I'm typing up some signs for an event this weekend ("Sodas - $2" -- that sort of thing) and I was asked to do two signs I didn't do last year. "In Memoriam" signs. Our group lost two members this year. I didn't really know either of them very well, but still -- there's something powerful about typing someone's name and a set of dates.
There is, of course, the reflection on one's own mortality. The idea that sometime way (way, way, way -- one can hope) down the line, someone who only vaguely knew me will be typing up my name on an "In Memoriam" sign, and double-checking the spelling, and doing some quick mental mathematics to come up with a number that will indicate how long I've been on the planet, but will do nothing in the way of illuminating whether I did anything useful with my time.
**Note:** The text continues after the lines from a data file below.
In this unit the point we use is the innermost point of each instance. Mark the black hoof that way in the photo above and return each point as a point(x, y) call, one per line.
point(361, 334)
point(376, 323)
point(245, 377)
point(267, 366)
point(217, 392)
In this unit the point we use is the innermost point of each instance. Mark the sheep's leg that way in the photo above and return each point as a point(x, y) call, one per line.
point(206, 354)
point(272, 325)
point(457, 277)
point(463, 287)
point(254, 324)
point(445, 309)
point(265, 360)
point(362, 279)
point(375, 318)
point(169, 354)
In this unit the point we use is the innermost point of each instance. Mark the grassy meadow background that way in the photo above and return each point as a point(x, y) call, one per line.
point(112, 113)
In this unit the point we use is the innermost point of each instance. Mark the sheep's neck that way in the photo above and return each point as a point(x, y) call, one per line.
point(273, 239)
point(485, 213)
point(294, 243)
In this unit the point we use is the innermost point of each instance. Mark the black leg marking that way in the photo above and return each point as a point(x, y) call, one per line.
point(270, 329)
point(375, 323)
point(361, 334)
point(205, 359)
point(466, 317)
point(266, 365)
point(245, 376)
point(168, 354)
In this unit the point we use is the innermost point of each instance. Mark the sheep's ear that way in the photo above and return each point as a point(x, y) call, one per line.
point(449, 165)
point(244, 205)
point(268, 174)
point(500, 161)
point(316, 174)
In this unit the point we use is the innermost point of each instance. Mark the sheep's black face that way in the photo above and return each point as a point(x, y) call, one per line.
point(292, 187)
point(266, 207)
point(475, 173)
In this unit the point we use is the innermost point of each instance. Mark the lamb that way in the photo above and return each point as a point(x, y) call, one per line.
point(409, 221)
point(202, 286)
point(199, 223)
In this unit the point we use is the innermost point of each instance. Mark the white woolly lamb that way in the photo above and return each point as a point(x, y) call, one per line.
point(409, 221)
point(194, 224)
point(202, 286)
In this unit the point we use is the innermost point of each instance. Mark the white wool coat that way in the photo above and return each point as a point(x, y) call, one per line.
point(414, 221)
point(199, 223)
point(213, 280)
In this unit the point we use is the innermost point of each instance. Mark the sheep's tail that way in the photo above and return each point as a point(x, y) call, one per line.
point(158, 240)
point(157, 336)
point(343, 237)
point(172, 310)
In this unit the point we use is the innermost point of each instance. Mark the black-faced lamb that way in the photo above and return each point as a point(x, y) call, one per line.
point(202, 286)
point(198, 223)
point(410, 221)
Don't get me wrong -- I know that both of these people were well-loved by many others who knew them better than I did. It isn't that I'm doing these signs because nobody is there to mourn them -- far from it. It's just that doing the signs has fallen to me -- and it seems almost irreverent for me to be doing them -- when I don't have any grand grief for the departed and instead can look at their names and dates and think only about whether I've got the right font and if the type is centered correctly.
I don't think about my own death much -- hardly at all, really -- but when I do so, it is with some sort of comforting understanding that I'll be missed by the people whose lives I've touched. I guess I never really thought about the fact that there will ALSO be people who hardly know me at all, who'll sit there at their computers, with sitcom reruns playing in the background, typing my name because it's their job to do it, and not really thinking anything about me at all.
Not exactly the "Circle of Life," is it?
1 comment:
I know how you feel. I did an entry ("Whats the Point?") that talks about death. Its a quagmire of thoughts/ feelings/ and questions. Have you ever read "5 People You Meet in Heaven" by Mitch Albom? If not, i'd recommend it highly. It makes you think about the people in life you've touched (either in a good way or a bad one) and how its affected their lives in the long run. Good book!